As a warning, small peanut butter and chocolate cookies are dangerously snackable. Don’t be afraid to have a few and then store the rest in an airtight container or bag at room temperature for up to 5 days.

Or you can have them for breakfast due to their high protein and fiber content. Go on. There’s no judgment here

Ingredient Tips and Substitutions

What about the rest of the ingredients? Any substitutions you make are all about personalizing these cookies to your taste.

If you want a flavor other than vanilla, spices such as cinnamon can really change things up.

Using milk chocolate or even white chocolate chips makes these cookies more reminiscent of chocolate and peanut butter candies. If you’re not a chocolate person…why are you here?
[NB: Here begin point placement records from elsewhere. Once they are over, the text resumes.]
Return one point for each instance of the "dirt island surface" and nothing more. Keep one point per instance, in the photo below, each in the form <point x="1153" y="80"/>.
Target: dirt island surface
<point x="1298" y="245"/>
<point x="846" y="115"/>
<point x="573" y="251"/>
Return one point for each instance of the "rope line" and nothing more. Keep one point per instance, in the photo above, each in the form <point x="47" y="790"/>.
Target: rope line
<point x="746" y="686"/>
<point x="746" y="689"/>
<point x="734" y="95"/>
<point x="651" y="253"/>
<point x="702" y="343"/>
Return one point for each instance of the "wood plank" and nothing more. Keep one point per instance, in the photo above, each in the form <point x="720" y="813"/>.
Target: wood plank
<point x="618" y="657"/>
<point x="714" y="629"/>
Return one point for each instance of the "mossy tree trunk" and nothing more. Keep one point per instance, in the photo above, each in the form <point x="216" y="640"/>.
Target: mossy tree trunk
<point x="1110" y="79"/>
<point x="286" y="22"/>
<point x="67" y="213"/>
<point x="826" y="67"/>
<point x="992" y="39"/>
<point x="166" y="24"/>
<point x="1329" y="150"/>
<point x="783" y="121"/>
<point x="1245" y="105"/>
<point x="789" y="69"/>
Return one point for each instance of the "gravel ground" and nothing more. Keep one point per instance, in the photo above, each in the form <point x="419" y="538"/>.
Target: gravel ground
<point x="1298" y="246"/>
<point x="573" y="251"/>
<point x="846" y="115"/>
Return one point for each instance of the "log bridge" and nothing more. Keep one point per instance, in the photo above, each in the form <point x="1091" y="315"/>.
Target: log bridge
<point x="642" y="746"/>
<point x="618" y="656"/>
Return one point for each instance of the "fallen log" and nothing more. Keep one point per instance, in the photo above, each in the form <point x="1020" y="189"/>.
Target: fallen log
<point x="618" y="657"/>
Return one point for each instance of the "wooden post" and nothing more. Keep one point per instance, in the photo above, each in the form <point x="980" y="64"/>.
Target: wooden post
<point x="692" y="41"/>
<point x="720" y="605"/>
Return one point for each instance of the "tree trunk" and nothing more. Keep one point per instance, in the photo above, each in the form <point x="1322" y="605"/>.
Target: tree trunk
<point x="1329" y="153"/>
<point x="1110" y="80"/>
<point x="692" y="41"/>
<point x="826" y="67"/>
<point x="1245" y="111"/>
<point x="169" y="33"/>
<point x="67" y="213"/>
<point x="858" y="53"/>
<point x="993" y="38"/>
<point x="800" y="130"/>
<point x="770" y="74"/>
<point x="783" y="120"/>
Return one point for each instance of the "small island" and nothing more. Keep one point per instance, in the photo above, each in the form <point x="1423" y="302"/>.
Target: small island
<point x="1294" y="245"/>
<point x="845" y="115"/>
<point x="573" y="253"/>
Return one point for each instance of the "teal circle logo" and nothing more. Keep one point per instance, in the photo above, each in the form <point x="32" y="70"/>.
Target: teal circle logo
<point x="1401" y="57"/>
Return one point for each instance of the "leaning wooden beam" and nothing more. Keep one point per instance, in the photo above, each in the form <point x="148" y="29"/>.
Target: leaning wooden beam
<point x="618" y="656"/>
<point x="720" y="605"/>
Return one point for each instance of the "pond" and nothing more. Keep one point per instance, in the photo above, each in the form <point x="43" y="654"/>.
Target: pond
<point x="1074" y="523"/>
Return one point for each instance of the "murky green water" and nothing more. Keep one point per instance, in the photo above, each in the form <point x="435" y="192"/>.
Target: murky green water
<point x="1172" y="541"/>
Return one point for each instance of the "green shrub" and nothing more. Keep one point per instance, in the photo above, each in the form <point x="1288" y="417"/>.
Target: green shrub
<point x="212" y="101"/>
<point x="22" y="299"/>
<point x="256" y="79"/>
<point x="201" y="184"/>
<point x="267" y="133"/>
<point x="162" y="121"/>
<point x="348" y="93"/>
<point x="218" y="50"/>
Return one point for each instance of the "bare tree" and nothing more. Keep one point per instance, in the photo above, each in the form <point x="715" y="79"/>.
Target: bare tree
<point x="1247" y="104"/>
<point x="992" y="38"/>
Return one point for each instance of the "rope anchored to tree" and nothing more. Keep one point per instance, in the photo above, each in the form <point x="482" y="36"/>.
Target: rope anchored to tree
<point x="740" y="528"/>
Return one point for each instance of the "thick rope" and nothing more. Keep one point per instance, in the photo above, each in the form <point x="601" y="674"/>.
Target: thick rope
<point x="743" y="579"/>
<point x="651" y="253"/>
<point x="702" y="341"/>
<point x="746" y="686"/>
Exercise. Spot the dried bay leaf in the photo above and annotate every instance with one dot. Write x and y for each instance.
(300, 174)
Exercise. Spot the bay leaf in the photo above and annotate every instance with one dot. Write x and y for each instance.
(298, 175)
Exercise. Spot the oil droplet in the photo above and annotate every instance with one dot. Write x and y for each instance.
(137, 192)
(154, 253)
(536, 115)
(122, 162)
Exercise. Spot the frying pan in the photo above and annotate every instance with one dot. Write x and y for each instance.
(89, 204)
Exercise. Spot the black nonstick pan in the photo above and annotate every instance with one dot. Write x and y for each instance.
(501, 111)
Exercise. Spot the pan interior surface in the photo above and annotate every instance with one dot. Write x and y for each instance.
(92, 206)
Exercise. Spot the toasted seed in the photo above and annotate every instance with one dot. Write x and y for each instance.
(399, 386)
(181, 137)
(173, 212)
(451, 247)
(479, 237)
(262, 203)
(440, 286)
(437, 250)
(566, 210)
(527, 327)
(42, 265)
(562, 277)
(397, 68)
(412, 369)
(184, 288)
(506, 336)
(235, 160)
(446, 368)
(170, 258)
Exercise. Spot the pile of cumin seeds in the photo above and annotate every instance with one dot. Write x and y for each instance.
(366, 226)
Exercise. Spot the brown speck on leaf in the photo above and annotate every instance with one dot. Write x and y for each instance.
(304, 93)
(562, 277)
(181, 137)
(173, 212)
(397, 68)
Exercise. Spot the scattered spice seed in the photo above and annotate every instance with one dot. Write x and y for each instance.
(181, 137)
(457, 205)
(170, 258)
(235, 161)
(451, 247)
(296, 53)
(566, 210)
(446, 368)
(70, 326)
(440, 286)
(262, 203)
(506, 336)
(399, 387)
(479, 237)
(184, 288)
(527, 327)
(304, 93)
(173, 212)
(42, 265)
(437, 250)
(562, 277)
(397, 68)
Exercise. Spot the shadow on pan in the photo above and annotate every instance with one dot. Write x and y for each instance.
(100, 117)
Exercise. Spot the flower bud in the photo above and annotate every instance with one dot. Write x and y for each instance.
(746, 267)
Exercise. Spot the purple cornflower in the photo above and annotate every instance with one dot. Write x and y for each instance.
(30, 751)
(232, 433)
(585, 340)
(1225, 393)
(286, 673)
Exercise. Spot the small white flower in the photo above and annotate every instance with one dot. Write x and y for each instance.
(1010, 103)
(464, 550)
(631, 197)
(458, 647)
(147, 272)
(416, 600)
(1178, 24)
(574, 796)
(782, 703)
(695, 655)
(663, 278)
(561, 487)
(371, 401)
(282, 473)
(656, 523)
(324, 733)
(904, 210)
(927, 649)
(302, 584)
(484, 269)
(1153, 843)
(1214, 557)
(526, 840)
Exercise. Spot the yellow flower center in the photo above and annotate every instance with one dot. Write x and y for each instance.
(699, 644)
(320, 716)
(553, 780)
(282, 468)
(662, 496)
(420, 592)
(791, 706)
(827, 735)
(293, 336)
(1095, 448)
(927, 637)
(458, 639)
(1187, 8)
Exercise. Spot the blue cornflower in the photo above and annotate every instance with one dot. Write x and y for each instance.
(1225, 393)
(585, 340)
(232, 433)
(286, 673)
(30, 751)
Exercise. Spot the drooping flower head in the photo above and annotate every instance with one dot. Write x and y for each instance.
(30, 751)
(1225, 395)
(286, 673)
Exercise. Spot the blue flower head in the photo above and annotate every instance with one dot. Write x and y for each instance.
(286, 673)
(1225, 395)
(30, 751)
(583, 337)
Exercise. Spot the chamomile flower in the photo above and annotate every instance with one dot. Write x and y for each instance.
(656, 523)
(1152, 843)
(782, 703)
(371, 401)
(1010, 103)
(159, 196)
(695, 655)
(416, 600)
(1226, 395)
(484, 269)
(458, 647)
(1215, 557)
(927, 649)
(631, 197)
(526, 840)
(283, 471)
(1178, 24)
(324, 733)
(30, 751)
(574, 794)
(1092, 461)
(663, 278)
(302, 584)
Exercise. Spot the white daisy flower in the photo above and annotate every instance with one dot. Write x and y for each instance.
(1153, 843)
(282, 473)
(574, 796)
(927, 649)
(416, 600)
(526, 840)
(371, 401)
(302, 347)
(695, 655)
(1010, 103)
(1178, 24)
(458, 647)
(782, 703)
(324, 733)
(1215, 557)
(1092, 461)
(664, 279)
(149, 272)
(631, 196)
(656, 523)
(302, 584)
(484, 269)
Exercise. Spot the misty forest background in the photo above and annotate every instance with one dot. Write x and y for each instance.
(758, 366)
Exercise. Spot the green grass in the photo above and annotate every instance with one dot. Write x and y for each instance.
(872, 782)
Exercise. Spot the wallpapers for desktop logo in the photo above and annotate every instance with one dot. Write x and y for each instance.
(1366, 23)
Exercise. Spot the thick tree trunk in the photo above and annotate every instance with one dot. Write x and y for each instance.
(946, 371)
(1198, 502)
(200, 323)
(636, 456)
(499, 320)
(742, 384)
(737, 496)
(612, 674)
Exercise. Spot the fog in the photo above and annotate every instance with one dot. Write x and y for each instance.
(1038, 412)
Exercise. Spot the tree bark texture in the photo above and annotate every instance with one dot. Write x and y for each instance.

But seriously, if you aren’t, or someone has an allergy, just replace them with some dried raisins or cranberries for a peanut-butter-and-jelly vibe.

Oats are an important ingredient in this recipe; they add bulk and texture to the cookies in place of flour. I used old-fashioned rolled oats, which are bigger and have a chewy texture (which is how I like my cookies). You can use instant oats, which are cut much smaller, but keep in mind that their size will affect the consistency of the cookie dough and may affect the texture too. Steel-cut oats will not work for these cookies, as they do not cook or absorb moisture quickly enough.

For folks avoiding gluten, keep these cookies gluten-free by making sure the oats you use are labelled gluten-free.